Silvani eram, na melhor das hipóteses, um degrau acima de escravos aos olhos da Federação. Estavam sendo permitidos a entrar por causa dele. E não era uma concessão de Svetlana. Mesmo que ela fosse contra, poderes acima dos dela urgiam a armada a cuidar do coração de um Harata.
Enquanto passavam, o olhar de Svetlana se voltou para Ariel. Um olhar que durou um suspiro a mais do que o necessário. Avaliando sem cerimônia não a Silvani, mas a única condição sob a qual a Onatra poderia considerá-las na mesma categoria: a Feminilidade. Era uma comparação da qual a general certamente faria um jogo, mais tarde. Quando a oportunidade se apresentasse.

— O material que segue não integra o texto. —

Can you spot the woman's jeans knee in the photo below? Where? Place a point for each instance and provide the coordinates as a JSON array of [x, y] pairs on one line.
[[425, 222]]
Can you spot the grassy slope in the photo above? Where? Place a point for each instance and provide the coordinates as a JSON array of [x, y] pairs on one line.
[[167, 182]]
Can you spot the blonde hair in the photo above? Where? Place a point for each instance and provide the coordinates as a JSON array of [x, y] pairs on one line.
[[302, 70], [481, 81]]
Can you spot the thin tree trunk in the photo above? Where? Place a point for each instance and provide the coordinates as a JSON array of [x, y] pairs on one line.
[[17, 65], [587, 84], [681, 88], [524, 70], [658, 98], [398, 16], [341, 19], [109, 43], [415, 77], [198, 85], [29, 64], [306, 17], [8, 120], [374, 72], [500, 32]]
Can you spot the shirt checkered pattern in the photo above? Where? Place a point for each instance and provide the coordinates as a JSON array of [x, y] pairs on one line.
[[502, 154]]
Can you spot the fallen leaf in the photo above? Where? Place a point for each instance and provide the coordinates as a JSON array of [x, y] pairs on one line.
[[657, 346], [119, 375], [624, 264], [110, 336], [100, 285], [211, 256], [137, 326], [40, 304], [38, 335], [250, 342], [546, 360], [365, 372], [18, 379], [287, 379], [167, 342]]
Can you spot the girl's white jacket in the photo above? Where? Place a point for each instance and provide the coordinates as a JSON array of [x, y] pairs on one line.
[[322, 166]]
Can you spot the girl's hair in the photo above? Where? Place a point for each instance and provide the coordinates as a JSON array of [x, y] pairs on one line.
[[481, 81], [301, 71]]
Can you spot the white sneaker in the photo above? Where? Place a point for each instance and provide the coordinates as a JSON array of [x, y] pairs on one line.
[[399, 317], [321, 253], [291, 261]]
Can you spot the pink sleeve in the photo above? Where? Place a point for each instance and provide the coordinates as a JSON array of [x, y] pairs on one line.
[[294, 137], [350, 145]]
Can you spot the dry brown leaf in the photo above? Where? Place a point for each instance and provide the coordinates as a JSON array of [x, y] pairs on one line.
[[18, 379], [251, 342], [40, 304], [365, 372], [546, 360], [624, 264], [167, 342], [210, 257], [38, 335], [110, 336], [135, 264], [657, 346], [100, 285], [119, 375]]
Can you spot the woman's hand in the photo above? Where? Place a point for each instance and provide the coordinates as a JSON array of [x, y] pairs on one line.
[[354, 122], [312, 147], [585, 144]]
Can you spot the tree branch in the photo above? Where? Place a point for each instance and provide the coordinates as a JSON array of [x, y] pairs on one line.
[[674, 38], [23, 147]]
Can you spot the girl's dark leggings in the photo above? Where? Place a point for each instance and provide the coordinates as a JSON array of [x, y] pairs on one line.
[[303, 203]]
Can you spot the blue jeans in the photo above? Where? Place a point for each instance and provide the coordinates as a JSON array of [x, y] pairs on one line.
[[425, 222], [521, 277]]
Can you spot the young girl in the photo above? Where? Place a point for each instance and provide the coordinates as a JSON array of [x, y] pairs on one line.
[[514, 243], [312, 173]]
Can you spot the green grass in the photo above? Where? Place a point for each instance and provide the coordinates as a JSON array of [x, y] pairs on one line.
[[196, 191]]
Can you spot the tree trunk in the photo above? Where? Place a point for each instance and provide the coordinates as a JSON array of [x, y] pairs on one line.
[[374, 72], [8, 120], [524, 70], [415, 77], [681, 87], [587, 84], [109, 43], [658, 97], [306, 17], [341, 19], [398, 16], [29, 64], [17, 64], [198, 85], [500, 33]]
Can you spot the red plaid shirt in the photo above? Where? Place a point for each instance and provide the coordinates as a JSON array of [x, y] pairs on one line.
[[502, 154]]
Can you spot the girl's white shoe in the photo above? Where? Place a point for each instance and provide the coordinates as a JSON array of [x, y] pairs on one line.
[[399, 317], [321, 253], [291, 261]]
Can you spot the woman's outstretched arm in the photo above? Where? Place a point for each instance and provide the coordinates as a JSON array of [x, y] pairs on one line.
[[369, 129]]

Ayla tivera uma razão, precedera Svetlana na vida de Valaravas por um longo tempo. Ariel era nova e ainda podia ser posta de lado, com o empurrão certo.
Ayla se portava de maneira distinta, se comportava de uma forma diferente, mais complacente com a autoridade, operava na mesma frequência social que os Onatra. Ariel por outro lado tinha um fogo interior, uma chama que Ayla não tinha. Havia algo em Ariel que Svetlana não conseguia entender, e isso entre participantes do jogo mais alto era perigoso.
Ariel por sua vez também via em Svetlana algo que não podia entender por baixo de toda a pompa Onatra. Sua autoridade não vinha das filas e da hierarquia, mas uma autoridade que emanava da pessoa que teria tal autoridade fosse quem fosse. A diferença era que Ariel não se considerava uma participante do jogo mais alto, ainda.
Svetlana desconsiderou Ariel tão rápido quanto outra figura chamou aquele seu lado com mais intensidade. Ela olhou para Nandi.
— Bem-vinda ao Zhefaq. — Svetlana disse sem qualquer alteração.
Svetlana sabia quem era Nandi no contexto de Valaravas, claro. Ela era uma presença já muito antiga na vida do Harata. Mesmo Ayla a conhecia. O problema de Svetlana não era a presença de Nandi, mas a posição estratégica que uma Sangamani estava ocupando.
Mas por hora, ela estava ali, sem peso, sem implicação, sem significado particular. Apenas palavras. Uma formalidade. Nandi era completamente fora do entendimento de Svetlana, e assim, não podia nem mesmo provocar alguma reação. Svetlana nem sabia em qual categoria, e se do todo, Nandi fazia parte do jogo.
E com isso, eles passaram pelos portões, marchando em direção ao Salão do Grêmio no Zhefaq, onde o que quer que os aguardasse já havia sido decidido.